Она не знала, куда шла. Просто вдыхала свежий воздух, наполненный запахами цветов, листьев, травы. Шла долго, подхваченная энергией природы, её простотой и самобытностью. «Природе не нужно ничего доказывать: она такая, какая она есть, и все её любят и ей восхищаются. А мной – нет; по крайней мере, не сейчас. Может быть, я всё испортила? Слишком была навязчива, стала скучной и неинтересной – даже для игры негодной? Ох, как же мне снова плохо!.. – Погрузившись в эти думы, она сама не поняла, как постепенно перешла на бег. Помчалась вперёд, никуда не сворачивая, прочь от этих людей, мыслей, поступков. – Мне нужны воздух, чистота. Журчание воды… Неужели я дошла до Тибра? Этот мост Понте-Молле встречал многих великих людей, от Юлия Цезаря до Карла Великого. Однажды он встретил и меня, но великой я не стала. И он не станет. Без меня, без моей энергии».
– Никогда! – она прокричала это слово как можно громче, чтобы её услышали даже в центре Рима. В каждом доме, в каждой мастерской и торговой лавке. Чтобы не только люди, но и вещи узнали о её предсказании. Все они должны быть на её стороне и отвернуться от него!
– Добрый вечер, синьора, – раздался тихий ровный голос. – Или к Вам лучше обращаться как мадмуазель Демулен?

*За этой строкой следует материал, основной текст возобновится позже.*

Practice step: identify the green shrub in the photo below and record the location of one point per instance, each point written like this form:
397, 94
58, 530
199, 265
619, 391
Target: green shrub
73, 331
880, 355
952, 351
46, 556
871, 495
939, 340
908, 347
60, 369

Аделаида была одновременно и поражена, и смущена. Поражена, потому что не заметила, что в столь поздний час она была на мосту не одна. А смущена, потому что перед ней стояла обладательница высокого ранга, как раз того, которого ей так не хватало для личного счастья. Её «соперница» в придуманной жизненной гонке не выглядела так, как подобает человеку её статуса: одета в какие-то чёрные лохмотья, никаких украшений, на ногах вместо шикарных туфель – грубые ботики на тонкой подошве. Голову покрывал капюшон – очевидно, её шикарные волосы не были заплетены и на причёску никто не тратил и пяти минут при положенных как минимум полутора часах. На мгновение Аделаиде показалось, что она тоже вполне себе достойная женщина, ведь сейчас она выглядела не хуже, а глаза были намного ярче… А как она доехала, где её шикарная повозка, где её «свита»? Ответом на её вопрос стало одинокое ржание.
– Да, но что… – она не успела договорить. Смущение одержало верх. Аделаида бессознательно сделала шаг назад, думая, что нащупает перила. Так и случилось, вот только за секунду до этого она слишком сильно наклонила корпус назад, и её ноги мгновенно потеряли опору. Это было дуновение ветра или она действительно почувствовала лёгкое прикосновение?
Аделаида Демулен на самом деле летела в пропасть. Она не успела даже издать крик – лишь только открыла рот, как холодная река тут же поглотила её. Тело скрылось под водой, и течение понесло его к центру Рима. В это самое мгновение мир лишился очередной музы – проводника между целым миром и творчеством одного мастера. По крайней мере, ей так казалось до последних секунд её жизни.